The initial setup is to authenticate your Google Account for accessing GCP resources. This account must be the account which has access to the Dimensions BigQuery datasets. It must also must be allowed to execute and pay for Google BigQuery queries. In the code example below project_id should be replaced with the GCP project identifier which you own or can access BigQuery resources on.

from google.colab import auth
auth.authenticate_user()
project_id = "my-gbq-project"  # replace with GCP project to bill against
%load_ext google.cloud.bigquery

The project referenced in the examples below is my-gbq-project, anytime that is contained within Python code or SQL statements it should be replaced with your own projects identifier. The SQL and Python code below also assumes that two datasets exist within the Google BigQuery project (project_id).

temp which holds intermediate tables created during the setup phase.
clustering which holds the tables we will create models from and the final models we create.

2. Gather titles/abstracts for publications

The first step we will undertake is building a DataFrame which contains the titles and abstracts from publications. We will use the following BigQuery SQL statement to extract the data:

WITH target_orgs AS (
  SELECT org FROM UNNEST([
    "grid.252547.3", -- AUT
    "grid.9654.e", -- UoA
    "grid.21006.35", -- Canterbury
    "grid.29980.3a", -- Otago
    "grid.267827.e", -- Vic
    "grid.148374.d", -- Massey
    "grid.49481.30", -- Waikato
    "grid.16488.33" -- Lincoln
  ]) org
)
SELECT
  id, ANY_VALUE(title) as title, ANY_VALUE(abstract) as abstract, ARRAY_AGG(org) as orgs
FROM (
  SELECT
    id, title.preferred as title, abstract.preferred as abstract, org as org
  FROM `dimensions-ai.data_analytics.publications` p
  CROSS JOIN UNNEST(research_orgs) org
  RIGHT JOIN target_orgs t ON t.org = org
  WHERE p.year > 2015 AND abstract.preferred is not null
)
GROUP BY id

To execute the SQL statement above and save the results into a DataFrame we can use the BigQuery iPython magic command:

%%bigquery --params $bq_params --project $project_id pubs
# SQL statement from above

Taking a look at the generated DataFrame we can see what is present and verify that the data matches our expectations.
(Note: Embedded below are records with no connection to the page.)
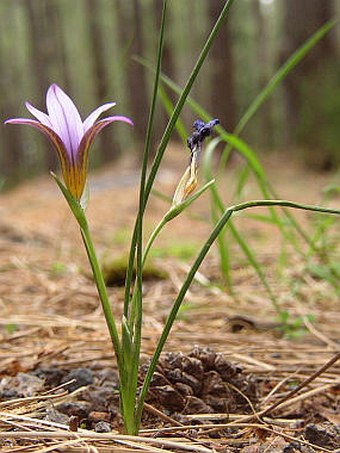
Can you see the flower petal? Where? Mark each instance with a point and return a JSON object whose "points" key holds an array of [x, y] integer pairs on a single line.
{"points": [[83, 150], [41, 116], [55, 141], [65, 119], [92, 118]]}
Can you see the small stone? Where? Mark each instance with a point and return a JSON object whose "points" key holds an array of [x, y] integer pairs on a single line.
{"points": [[96, 417], [102, 427], [79, 410], [82, 376]]}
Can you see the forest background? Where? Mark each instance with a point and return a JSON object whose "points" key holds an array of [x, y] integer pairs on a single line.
{"points": [[88, 47]]}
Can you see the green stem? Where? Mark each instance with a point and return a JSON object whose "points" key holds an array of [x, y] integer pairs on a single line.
{"points": [[191, 274], [100, 284]]}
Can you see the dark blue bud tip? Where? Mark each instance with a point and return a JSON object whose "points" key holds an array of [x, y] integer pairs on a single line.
{"points": [[201, 131]]}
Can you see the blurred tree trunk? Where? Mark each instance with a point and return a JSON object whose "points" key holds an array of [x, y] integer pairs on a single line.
{"points": [[222, 89], [131, 35], [100, 82], [167, 68], [43, 27], [265, 126], [306, 85]]}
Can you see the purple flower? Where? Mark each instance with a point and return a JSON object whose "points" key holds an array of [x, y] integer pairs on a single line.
{"points": [[70, 136]]}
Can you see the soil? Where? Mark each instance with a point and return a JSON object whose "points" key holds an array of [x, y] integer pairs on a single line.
{"points": [[226, 361]]}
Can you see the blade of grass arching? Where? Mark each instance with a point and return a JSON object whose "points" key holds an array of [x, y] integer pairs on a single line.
{"points": [[241, 181], [166, 136], [194, 268], [136, 241], [218, 206], [292, 61], [169, 108], [183, 95], [216, 203], [134, 318], [256, 266]]}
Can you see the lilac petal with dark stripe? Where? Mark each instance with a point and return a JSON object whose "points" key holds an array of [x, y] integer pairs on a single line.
{"points": [[65, 119], [92, 118]]}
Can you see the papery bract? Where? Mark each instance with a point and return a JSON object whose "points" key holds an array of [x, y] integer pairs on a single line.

At this point is may also be useful to save the data off to a “pickle” file allowing quick reloading of the dataset and skipping this step in the future when re-running the steps below.

gather_output

3. Generate word embeddings for each publication

The next stage is to generate word embeddings for each publication’s title and abstract. Word embedding models attempt to map words or phrases from a vocabulary into to vectors of real numbers. These word embeddings can then used in language modelling and feature learning natural language processing (NLP) techniques. Ideally, the end result is that publications with abstracts representing the same topics and concepts will be near one another within the reduced vector space generated through the word embedding process.

For this example we will use TensorFlow and the Universal Sentence Encoder model to generate our word embeddings. The input into the model is variable length English text and it will generate a 512 dimensional vector. The embeddings should result in a vector representation which provides a reasonable approximation to semantic similarity between publications based on the content of the abstracts.

import tensorflow as tf
import tensorflow_hub as hub

embed = hub.load("https://tfhub.dev/google/universal-sentence-encoder/4")

def get_embed_title(titles):
    return embed(titles)

def get_embed_abstract(abstracts, delimiter="\n"):
    def _map_fn(a):
        t = tf.cast(a, tf.string)
        t = tf.strings.split(t, sep=delimiter)
        e = embed(t)
        e = tf.reduce_mean(e, axis=0)
        return tf.squeeze(e)
    return tf.map_fn(_map_fn, abstracts, dtype=tf.float32)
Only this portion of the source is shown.